Vestido con vaqueros y una camisa marrón, el cantante tiene cara de no haber roto un plato. Habla despacio, pronuncia cada palabra. Siempre con una sonrisa y los ojos muy abiertos. Comparte lo que siente como un regalo: "Convertirme al cristianismo no era, desde luego, lo que se esperaba de mí". Ni por sus orígenes (una familia agnóstica que "sospechaba de todo lo religioso") ni por su entorno. Los demás miembros de Transatlantic, de hecho, mantienen sus hábitos: Mike Portnoy se acuesta de madrugada, casi cuando Morse abre el ojo. Aun así, el compositor -que lee la Biblia a diario- cree que su relación se ha fortalecido: "Ellos no se sienten raros, o no me lo dicen. Nos queremos incluso más que antes". Eso sí: fuera de las iglesias, nada de letras evangélicas. En los temas de la banda habla sobre esperanza, luz, vida, pero no sobre Jesús o Dios.

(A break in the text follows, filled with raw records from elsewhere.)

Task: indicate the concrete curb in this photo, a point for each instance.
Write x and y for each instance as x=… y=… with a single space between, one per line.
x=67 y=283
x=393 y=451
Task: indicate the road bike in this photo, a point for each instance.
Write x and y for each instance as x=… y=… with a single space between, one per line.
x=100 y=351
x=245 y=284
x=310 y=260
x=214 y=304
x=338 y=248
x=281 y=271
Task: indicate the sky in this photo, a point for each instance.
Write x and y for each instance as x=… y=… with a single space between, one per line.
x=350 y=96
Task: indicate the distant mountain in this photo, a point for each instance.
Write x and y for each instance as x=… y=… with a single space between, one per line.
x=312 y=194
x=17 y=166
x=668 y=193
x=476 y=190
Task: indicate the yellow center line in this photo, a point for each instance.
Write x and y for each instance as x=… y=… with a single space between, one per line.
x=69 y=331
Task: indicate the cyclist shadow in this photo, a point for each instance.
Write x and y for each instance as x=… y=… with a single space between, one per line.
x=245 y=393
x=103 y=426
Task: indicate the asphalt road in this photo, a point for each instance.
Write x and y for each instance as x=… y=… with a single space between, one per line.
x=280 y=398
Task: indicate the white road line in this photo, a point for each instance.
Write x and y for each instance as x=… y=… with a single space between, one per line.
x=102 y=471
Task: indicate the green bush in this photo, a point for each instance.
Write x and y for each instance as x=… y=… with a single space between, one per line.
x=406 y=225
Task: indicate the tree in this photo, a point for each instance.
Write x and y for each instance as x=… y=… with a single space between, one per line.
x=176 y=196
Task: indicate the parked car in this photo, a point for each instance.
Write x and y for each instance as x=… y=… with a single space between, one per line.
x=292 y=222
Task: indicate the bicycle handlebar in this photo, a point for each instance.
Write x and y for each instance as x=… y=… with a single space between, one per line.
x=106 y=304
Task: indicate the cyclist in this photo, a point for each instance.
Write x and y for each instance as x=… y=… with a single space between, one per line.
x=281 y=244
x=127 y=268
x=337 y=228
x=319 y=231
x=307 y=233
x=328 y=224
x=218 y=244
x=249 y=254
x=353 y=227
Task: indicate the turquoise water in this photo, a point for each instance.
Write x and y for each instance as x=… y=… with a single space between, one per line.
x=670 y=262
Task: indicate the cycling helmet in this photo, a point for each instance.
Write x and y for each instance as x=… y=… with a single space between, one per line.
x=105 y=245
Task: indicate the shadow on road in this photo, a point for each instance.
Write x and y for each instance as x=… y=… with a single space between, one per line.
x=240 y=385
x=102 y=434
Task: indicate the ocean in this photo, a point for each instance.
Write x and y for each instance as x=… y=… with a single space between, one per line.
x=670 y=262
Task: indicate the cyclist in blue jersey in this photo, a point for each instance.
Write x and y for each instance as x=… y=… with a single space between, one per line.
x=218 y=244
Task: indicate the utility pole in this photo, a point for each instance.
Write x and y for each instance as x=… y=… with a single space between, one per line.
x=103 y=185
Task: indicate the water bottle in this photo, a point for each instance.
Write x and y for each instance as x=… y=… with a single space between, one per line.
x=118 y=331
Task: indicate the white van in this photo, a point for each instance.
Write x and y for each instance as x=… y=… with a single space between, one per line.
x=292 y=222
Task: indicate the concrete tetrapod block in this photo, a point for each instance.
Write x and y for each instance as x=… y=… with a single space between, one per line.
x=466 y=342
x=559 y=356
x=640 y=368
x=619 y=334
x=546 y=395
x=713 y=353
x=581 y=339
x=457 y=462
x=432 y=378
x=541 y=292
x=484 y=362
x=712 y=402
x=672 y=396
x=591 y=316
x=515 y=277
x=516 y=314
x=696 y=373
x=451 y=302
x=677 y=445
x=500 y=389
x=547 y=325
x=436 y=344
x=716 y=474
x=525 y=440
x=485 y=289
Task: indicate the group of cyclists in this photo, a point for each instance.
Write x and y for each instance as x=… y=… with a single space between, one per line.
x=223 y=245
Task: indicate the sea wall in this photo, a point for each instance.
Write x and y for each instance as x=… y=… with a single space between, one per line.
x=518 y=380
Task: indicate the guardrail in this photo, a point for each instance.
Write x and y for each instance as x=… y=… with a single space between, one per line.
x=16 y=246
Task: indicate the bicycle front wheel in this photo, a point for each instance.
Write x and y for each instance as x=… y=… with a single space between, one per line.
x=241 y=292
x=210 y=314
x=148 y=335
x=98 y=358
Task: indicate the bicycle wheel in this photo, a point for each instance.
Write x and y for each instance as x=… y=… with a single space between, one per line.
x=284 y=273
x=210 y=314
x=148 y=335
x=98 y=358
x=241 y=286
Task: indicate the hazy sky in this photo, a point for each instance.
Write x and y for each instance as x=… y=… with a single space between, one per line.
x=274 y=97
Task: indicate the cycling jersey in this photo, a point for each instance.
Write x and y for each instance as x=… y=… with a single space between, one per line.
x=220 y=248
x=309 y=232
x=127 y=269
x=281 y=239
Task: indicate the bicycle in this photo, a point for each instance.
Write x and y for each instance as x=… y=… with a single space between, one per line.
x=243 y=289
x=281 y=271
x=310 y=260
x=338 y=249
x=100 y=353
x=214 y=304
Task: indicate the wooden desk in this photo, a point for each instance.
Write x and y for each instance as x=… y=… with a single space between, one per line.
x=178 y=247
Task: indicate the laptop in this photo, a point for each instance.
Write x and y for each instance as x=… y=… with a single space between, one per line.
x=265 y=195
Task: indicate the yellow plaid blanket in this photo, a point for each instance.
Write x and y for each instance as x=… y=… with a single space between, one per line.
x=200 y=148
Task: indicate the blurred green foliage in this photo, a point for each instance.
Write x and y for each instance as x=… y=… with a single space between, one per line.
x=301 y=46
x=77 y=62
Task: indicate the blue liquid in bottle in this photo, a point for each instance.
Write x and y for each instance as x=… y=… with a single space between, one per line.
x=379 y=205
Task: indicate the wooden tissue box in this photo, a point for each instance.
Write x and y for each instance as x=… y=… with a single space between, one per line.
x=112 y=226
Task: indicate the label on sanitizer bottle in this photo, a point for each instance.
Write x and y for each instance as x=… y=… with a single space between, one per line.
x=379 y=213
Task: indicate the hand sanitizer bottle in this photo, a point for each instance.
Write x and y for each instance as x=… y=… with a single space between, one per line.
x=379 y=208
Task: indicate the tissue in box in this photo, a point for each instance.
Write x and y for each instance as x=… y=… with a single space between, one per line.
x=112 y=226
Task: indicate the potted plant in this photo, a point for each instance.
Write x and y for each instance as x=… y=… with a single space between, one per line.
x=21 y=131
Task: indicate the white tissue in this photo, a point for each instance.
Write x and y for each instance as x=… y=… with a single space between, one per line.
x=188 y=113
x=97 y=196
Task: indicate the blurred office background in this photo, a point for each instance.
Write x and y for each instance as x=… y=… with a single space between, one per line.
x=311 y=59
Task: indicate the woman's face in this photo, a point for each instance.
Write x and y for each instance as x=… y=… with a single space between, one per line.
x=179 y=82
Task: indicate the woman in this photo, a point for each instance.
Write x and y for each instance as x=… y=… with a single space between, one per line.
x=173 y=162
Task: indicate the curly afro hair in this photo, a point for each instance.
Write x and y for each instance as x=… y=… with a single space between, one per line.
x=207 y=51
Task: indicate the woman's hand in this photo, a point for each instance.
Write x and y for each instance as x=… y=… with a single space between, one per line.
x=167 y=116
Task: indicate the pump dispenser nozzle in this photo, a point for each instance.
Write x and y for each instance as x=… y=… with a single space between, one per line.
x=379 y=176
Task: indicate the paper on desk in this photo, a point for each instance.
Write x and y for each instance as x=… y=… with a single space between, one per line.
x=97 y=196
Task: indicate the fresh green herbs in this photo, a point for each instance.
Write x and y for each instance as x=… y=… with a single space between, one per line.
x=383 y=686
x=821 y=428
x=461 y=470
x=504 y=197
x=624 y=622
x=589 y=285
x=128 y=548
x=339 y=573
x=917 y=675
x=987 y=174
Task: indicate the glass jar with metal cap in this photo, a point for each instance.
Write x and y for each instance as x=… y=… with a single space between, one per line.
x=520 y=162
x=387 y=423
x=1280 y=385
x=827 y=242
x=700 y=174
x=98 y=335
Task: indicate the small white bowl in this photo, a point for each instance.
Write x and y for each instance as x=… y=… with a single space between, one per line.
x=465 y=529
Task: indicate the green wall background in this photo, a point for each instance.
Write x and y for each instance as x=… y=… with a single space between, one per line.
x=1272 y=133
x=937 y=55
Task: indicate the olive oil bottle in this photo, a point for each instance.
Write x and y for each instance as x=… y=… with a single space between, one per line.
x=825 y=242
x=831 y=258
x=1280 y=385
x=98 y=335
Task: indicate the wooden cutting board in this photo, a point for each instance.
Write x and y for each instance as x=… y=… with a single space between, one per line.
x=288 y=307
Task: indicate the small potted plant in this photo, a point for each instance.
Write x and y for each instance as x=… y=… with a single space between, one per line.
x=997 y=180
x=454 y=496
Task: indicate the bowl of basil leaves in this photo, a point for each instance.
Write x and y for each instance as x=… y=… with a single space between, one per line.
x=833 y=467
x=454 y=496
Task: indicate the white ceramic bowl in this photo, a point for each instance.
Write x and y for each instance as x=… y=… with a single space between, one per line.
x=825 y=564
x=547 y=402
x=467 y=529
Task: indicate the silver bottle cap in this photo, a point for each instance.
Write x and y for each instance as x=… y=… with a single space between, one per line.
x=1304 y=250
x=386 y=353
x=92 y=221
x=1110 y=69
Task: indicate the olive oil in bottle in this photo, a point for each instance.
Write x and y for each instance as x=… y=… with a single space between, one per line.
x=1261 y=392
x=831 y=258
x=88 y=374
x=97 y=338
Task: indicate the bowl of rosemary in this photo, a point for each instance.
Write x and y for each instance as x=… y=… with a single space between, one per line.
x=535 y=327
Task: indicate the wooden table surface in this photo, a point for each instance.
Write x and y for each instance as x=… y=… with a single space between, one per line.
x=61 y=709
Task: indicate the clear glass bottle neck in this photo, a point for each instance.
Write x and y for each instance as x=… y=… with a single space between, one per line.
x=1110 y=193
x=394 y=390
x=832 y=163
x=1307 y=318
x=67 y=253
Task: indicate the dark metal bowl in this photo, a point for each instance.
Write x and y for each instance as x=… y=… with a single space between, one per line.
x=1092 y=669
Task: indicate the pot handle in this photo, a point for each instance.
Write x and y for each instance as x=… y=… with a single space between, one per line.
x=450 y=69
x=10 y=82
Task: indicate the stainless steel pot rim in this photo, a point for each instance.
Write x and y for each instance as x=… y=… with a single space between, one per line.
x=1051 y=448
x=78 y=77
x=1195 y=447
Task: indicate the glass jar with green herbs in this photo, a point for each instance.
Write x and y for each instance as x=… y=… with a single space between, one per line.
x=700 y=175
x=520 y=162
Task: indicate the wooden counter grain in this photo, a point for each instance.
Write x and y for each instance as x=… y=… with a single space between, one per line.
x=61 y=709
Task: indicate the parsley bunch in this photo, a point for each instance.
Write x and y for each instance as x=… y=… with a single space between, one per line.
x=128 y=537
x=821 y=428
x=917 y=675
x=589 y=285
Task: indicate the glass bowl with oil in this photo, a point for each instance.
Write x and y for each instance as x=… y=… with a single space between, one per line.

Por extraño que pueda parecer, las dos versiones de Neal Morse no son en absoluto irreconciliables. En la iglesia bautista interpreta una balada que esta noche reproducirá a tope de decibelios: We all need some light, uno de los grandes éxitos de Transatlantic. Incluido el solo de guitarra, dos minutos de virtuosismo muy característico del rock progresivo. La estructura de sus canciones religiosas recuerda a las del grupo: largas introducciones de piano, solos espectaculares, como en Sing it high o Jailbreak.

Pocas horas antes de su debut en los escenarios españoles, Morse es realista: sabe que la religión le ha restado seguidores. "No se puede contentar a todo el mundo", resume. Está convencido del rumbo que ha tomado. Otros músicos también flirtearon con la religión (basta recordar el viraje católico de Bob Dylan), aunque pocos se lo han tomado tan en serio. Una década entregado a la fe. Y lo que venga: "A Dios todavía le queda mucho trabajo conmigo".